By The Bakersfield Californian
Bakersfield's new freeway system might have once seemed like a pie in the sky dream, given its far-distant date of anticipated completion and a price tag so large it seemed almost incomprehensible. But look at it now: Local officials have just turned over symbolic dirt on another eight-mile stretch of road, and with other key components due to be finished this summer, it's clear Caltrans, the city of Bakersfield and the other vital players will be able to keep a promise that a previous generation of transportation officials failed to deliver on 40 years ago.
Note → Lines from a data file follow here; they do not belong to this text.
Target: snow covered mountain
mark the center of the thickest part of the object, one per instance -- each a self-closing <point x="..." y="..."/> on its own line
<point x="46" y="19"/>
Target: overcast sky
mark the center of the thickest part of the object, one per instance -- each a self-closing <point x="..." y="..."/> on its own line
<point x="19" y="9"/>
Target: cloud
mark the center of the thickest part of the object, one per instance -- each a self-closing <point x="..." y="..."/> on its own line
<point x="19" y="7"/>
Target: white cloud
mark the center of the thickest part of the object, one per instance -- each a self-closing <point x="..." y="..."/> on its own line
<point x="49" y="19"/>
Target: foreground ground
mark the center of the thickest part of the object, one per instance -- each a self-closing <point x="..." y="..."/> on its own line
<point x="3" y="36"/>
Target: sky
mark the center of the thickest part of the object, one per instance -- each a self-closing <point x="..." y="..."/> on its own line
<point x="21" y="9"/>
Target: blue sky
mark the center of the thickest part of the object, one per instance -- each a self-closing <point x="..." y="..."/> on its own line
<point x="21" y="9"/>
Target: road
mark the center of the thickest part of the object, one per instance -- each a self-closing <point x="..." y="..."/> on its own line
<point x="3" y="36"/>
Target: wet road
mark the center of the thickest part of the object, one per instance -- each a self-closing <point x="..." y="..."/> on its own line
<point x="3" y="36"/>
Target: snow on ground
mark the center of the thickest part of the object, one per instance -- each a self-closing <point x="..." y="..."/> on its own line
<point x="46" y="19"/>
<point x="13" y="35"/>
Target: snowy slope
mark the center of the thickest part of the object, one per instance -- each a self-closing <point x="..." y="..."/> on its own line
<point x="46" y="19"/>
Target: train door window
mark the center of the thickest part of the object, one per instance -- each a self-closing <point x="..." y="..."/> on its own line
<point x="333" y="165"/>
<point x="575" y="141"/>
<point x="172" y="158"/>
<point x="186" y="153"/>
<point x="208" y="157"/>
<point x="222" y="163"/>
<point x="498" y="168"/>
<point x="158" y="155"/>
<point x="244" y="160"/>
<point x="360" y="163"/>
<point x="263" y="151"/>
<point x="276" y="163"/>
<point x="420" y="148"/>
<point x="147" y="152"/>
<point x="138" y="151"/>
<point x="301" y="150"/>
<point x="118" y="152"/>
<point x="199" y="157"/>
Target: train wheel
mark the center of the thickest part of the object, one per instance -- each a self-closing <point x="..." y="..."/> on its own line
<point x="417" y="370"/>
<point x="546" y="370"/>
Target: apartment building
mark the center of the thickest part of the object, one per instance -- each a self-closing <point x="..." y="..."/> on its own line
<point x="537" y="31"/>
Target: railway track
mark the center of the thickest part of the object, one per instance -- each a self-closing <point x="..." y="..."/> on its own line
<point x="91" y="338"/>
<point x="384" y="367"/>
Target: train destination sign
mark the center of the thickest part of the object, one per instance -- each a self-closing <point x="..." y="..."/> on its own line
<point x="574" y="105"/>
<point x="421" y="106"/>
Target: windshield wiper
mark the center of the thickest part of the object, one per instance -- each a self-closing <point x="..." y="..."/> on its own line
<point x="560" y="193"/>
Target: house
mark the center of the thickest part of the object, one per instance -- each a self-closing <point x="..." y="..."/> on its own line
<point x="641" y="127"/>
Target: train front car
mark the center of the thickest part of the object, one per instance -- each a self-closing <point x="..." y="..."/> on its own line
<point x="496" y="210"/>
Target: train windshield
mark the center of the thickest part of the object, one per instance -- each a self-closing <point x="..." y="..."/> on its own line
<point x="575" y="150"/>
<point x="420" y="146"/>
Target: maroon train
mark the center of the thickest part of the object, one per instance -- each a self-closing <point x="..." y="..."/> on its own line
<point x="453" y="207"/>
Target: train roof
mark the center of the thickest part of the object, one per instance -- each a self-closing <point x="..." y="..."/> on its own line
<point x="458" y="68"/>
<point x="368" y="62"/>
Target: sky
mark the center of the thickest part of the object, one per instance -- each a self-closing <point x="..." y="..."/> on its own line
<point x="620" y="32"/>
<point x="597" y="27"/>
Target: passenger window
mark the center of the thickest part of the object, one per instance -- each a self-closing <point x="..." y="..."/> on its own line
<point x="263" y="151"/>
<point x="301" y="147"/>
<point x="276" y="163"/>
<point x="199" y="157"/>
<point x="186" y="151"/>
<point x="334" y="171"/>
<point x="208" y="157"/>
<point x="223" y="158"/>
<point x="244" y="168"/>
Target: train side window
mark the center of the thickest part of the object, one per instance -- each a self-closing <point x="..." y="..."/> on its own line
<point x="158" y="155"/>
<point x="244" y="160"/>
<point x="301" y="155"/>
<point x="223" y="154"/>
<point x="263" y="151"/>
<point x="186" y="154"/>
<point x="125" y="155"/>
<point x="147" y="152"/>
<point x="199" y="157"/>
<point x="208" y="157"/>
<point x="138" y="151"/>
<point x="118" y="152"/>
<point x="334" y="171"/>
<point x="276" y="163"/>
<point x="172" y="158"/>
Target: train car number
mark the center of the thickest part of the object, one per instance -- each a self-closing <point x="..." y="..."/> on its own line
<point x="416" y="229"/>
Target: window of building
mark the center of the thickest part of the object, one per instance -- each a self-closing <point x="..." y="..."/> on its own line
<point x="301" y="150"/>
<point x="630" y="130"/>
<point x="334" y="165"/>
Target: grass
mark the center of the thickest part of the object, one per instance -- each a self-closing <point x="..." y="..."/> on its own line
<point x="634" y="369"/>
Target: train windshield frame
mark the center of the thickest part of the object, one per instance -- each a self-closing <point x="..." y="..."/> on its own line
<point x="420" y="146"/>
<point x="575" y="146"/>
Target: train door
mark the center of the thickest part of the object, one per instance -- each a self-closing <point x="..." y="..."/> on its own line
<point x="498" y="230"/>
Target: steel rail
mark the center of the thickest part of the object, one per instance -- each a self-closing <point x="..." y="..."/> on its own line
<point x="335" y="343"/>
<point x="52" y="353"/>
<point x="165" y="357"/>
Work began last week on the final phase of the Westside Parkway, a $188 million project that will extend from westernmost Truxtun Avenue to Heath Road and, eventually, will significantly ease traffic for commuters in a city that has dramatically outgrown its outdated road infrastructure.
Three other phases of the project currently under construction are slated to be completed this summer, and the entire project -- built largely with local traffic impact fees collected slowly since 1991 and state transportation dollars known as STIP funding -- should be finished by November 2014.
Bakersfield hasn't just grown in the past four decades, it has exploded. Most of that growth has been in southwest and northwest Bakersfield, which, not coincidentally, contend with the worst traffic congestion.
Bakersfield commuters, especially those who make the trek from southwest and northwest Bakersfield to the downtown area and back again, don't need population and traffic flow statistics to know what they're up against. They know from firsthand experience that driving through the city during the morning and end-of-workday commutes is not much fun. Traffic issues can make this medium-sized city seem a bit like a certain major metropolitan neighbor to the south -- which defeats one of the purposes of living in a medium-sized city.
Bakersfield-proper has gone from 70,000 residents in 1970 to 347,000 in 2010, according to U.S. Census data, and the city's growth likely will not be subsiding. In each of the last two 10-year census periods, Bakersfield's population has grown by more than 40 percent. Population forecasters say Bakersfield, already the ninth largest city in California, will pass Fresno as the largest city in the Central Valley in a few years' time.
As a result of this rapid growth, the stress on existing road infrastructure has been extreme. The city has tried to keep up. Westernmost Truxtun Avenue, known colloquially as Truxtun Extension, was built three decades ago. It helped ease southwest-to-downtown congestion, but the growth of the city has now simply overwhelmed it.
Bakersfield is finally getting what it needs. The Westside Parkway should not only make travel easier for drivers, it should help ease congestion on key surface streets, like California Avenue, Stockdale Avenue and Rosedale Highway west of Highway 99. Those are heavily commercialized roads not built for the kind of cross-city traffic that metro freeways handle best.
Bakersfield has long had a difficult relationship with its freeways. The portion of Highway 58 that extends east of the city comes to an abrupt end at a shopping center whose tenants have every right to be nervous. Consider, too, the mess that is the Highway 178/westside 58/99/24th Street/Rosedale Highway/Buck Owens Boulevard interchange. We don't even know what to call that.
Bakersfield has a lot of work ahead in crafting a freeway system that will keep pace with the city's growth, and it won't just be engineering work. The proposed 24th Street realignment and Centennial Corridor projects will be divisive and emotional battles, much as the Westside Parkway's proposed path through the Westpark neighborhood has been, and probably will continue to be.
But on the west side of Bakersfield, where relief from traffic congestion is most needed, transportation officials are getting it right. As well they should: It's been 40 years in the making.